Question écrite du 1er mars 2016 au Ministre de la Justice : cryptage des Smartphones
Monsieur le Ministre,
La justice américaine a récemment demandé à la société Apple de l’aide technique pour faciliter l’accès aux données d’un de ses produits. En effet, les enquêteurs veulent accéder au contenu du smartphone de Sayed Farook, un des deux auteurs décédé de l’attentat de San Bernardino. Or, celui-ci est protégé par un dispositif provoquant l’effacement des données après l’introduction de dix codes secrets erronés. Le FBI demande la neutralisation de ce système, ce qui permettrait à ses experts de multiplier les tentatives de débloquer le téléphone. Cette demande illustre la difficulté des enquêteurs face aux cryptages des smartphones, qui sont de plus en plus sophistiqués. Plus près de chez nous, en France, le téléphone de Sid Ahmed Ghlam, un étudiant en informatique qui projetait un attentat en avril 2015 contre une église de Villejuif, est à ce jour inutilisable. En 2015, la police judiciaire française n’a pu se servir des données de huit des 133 téléphones analysés. Comme le résume François Molin, procureur de la République de Paris, « C’est effectivement un gros souci qu’on a, dans la mesure où les évolutions technologiques et les politiques de commercialisation d’un certain nombre d’opérateurs font que si la personne ne veut pas donner le code d’accès, on ne peut effectivement plus rentrer dans le téléphone ». Suite aux révélations d’Edward Snowden sur les activités de la National Security Agency (NSA), les multinationales ont effectivement développé des systèmes de chiffrement total des données qui rendent impossible l’accès aux informations et permet de dissimuler le contenu des échanges téléphoniques. Ces dispositions entravent les services de renseignements dans leur lutte contre le terrorisme et renvoient à l’équilibre fragile entre sécurité et liberté. Plus inquiétant, les fabricants eux-mêmes se disent incertains d’être capables de décrypter leur propre système de sécurité.
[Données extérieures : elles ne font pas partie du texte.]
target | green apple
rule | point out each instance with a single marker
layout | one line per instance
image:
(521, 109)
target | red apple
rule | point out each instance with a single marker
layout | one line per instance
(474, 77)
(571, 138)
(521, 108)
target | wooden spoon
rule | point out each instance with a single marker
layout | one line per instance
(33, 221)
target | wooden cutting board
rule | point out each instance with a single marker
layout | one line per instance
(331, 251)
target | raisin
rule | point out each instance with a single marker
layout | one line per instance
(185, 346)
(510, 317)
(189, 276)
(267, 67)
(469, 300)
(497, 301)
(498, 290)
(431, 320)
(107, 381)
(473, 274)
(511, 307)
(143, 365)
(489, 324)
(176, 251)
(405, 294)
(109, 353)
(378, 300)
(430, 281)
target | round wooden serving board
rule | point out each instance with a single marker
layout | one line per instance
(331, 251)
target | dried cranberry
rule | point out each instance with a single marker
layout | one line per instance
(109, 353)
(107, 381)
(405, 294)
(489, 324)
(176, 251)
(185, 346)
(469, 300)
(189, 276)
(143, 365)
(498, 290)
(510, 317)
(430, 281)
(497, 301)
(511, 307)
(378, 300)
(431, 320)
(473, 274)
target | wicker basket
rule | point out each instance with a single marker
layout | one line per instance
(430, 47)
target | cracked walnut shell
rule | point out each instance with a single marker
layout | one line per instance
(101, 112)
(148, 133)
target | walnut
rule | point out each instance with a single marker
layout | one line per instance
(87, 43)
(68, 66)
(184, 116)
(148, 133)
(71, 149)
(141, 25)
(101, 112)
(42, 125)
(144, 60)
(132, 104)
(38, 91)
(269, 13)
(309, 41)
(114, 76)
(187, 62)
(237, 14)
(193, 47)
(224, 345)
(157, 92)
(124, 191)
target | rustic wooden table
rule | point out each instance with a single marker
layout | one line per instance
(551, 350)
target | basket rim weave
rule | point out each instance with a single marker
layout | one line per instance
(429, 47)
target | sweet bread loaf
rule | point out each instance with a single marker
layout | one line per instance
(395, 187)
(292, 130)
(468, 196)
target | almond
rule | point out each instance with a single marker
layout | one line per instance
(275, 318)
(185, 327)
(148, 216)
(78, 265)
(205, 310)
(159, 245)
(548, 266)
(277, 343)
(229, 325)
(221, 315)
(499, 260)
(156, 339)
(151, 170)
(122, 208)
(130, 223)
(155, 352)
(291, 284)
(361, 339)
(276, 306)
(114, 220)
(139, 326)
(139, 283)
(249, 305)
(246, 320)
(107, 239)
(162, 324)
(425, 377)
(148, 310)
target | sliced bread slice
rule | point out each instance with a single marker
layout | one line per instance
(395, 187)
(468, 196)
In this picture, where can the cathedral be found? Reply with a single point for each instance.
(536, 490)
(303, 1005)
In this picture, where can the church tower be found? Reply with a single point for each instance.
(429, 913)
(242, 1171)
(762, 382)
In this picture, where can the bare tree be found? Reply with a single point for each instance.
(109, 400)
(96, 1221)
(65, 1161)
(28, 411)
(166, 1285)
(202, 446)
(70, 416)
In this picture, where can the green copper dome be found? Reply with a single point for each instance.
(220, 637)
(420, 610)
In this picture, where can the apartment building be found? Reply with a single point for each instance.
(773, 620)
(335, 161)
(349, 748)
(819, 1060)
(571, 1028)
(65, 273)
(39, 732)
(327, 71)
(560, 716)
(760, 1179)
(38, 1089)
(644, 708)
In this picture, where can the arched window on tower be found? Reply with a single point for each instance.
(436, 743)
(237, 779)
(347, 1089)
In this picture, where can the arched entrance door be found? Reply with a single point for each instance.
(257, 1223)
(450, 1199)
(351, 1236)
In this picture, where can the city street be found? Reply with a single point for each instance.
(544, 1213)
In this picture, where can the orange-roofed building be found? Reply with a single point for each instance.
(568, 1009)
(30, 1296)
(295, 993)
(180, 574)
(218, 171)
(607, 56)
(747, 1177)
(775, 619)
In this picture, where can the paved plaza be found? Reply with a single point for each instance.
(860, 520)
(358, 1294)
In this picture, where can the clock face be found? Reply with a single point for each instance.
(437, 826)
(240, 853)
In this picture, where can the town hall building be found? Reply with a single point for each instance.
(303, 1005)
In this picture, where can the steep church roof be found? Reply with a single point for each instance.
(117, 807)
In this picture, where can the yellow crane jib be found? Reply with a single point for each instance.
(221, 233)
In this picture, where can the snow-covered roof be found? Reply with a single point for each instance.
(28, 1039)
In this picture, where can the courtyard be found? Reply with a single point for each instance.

1. Combien de smartphones ont été analysés chaque année par les enquêteurs dans le cadre d’enquêtes anti-terroristes depuis 2010 (si possible depuis 2001)? Qu’en est-il pour d’autres infractions?
2. Les enquêteurs sont-ils régulièrement confrontés à des situations où les données d’un smartphone sont inutilisables pour cause de cryptage? Disposez-vous de chiffres annuels depuis 2010 (si possible depuis 2001)?
3. Des accords existent-ils ou sont-ils en ce moment négociés avec les sociétés concernées pour faciliter le décryptage des smartphones?
Le Ministre, dans sa réponse écrite, a précisé les éléments suivants:
Réponse 1. et 2. Interrogé sur le sujet, la Federal Computer Crime Unit (FCCU), chargée de la lutte contre la criminalité ICT au sein de la Direction centrale de la lutte contre la criminalité grave et organisée de la police fédérale, a précisé qu’il n’y avait pas de manière uniforme de compter les gsm dont le contenu a été lu. Les enquêteurs sont en effet régulièrement confrontés au cryptage de données. Aucun chiffre n’est non plus disponible en la matière. Cette matière est en constante évolution. Les solutions pouvant être mises en oeuvre seront examinées en concertation avec les services de police étrangers et Europol.
3. Des accords avec les sociétés en tant que telles ne sont en soi pas nécessaires. La coopération notamment en matière de décryptage des smartphones va dépendre de la législation du pays dans lequel est basé la société en question et des accords de coopération existants avec ces pays.